Silkie chicken's energy is considered neutral (meaning it neither supplies nor suppresses heat), and when combined with heating or cooling herbs, it can be incorporated into treatments for both hot and cold conditions. TCM chef Zoey Gong told Serious Eats this is because silkie chicken soup nourishes qi — a person's vital life force. Although the specific impact of neutral foods on hot and cold illnesses is unclear, they seemingly work to support the healthy functioning of both yin and yang.

Properties in silkie chicken may boost women's health

Qi is said to derive from the interaction between yin and yang, which work together to supply people with vitality. A 2006 study published by the American Chemical Society discovered that silkie chickens are loaded with carnosine, a dipeptide known to counteract aging that may explain the chicken's reputation as an invigorant. Additionally, in TCM, the color black aligns with the kidneys, which are said to generate yin and yang and influence the reproductive system.

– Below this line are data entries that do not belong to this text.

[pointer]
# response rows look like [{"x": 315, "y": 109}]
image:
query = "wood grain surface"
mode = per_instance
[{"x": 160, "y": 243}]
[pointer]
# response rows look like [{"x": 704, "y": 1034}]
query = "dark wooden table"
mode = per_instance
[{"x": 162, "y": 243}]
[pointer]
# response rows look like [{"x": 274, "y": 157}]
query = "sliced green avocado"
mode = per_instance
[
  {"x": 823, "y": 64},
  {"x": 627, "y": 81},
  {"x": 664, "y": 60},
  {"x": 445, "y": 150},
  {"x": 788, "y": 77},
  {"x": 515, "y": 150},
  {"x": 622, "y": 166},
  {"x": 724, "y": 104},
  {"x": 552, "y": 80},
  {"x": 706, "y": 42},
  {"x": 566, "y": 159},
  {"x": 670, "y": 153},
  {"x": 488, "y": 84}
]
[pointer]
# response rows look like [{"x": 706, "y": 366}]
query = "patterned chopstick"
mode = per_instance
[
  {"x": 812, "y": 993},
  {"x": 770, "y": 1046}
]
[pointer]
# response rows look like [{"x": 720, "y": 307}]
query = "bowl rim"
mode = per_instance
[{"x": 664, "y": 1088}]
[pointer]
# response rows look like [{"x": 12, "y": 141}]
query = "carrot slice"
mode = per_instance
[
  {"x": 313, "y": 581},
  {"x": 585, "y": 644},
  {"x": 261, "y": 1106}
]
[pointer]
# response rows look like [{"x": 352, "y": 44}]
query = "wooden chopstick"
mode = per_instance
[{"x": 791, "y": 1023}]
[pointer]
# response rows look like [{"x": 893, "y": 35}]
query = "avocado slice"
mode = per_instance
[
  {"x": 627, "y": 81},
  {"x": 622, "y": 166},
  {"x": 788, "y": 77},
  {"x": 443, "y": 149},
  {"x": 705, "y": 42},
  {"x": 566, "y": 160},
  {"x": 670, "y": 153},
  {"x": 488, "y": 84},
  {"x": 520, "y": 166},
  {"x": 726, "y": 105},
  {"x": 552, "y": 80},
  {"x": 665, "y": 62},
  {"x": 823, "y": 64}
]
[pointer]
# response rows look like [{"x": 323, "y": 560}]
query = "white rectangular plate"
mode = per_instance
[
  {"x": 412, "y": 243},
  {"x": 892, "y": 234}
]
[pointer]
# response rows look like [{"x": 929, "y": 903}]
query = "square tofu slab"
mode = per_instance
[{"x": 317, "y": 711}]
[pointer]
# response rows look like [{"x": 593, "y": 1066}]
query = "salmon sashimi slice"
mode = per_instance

TCM practitioners often include herbs known to combat specific illnesses when making silkie chicken soup. The most common variation (often used for ailments associated with women) includes jujube, donkey hide gelatin, mulberry, and longan fruit. Because each ingredient possesses specific properties, adding hot or cold ingredients to neutral broth creates a combination formula that works to both heat and cool where necessary.

For example, while warming jujube stops excessive bleeding (via International Journal of Food Properties), the addition of cooling mulberries can neutralize the symptoms of hot conditions like menopause (via Nutrients). Additionally, warming longan fruit is said to work as a powerful aphrodisiac and mood booster. A 2023 comparative analysis published in LWT also revealed that silkie chicken contains phytoestrogens that make it especially helpful in combating health issues associated with women, such as irregular periods, fertility issues, endometriosis, polycystic ovary syndrome, breast cancer, and cervical cancer.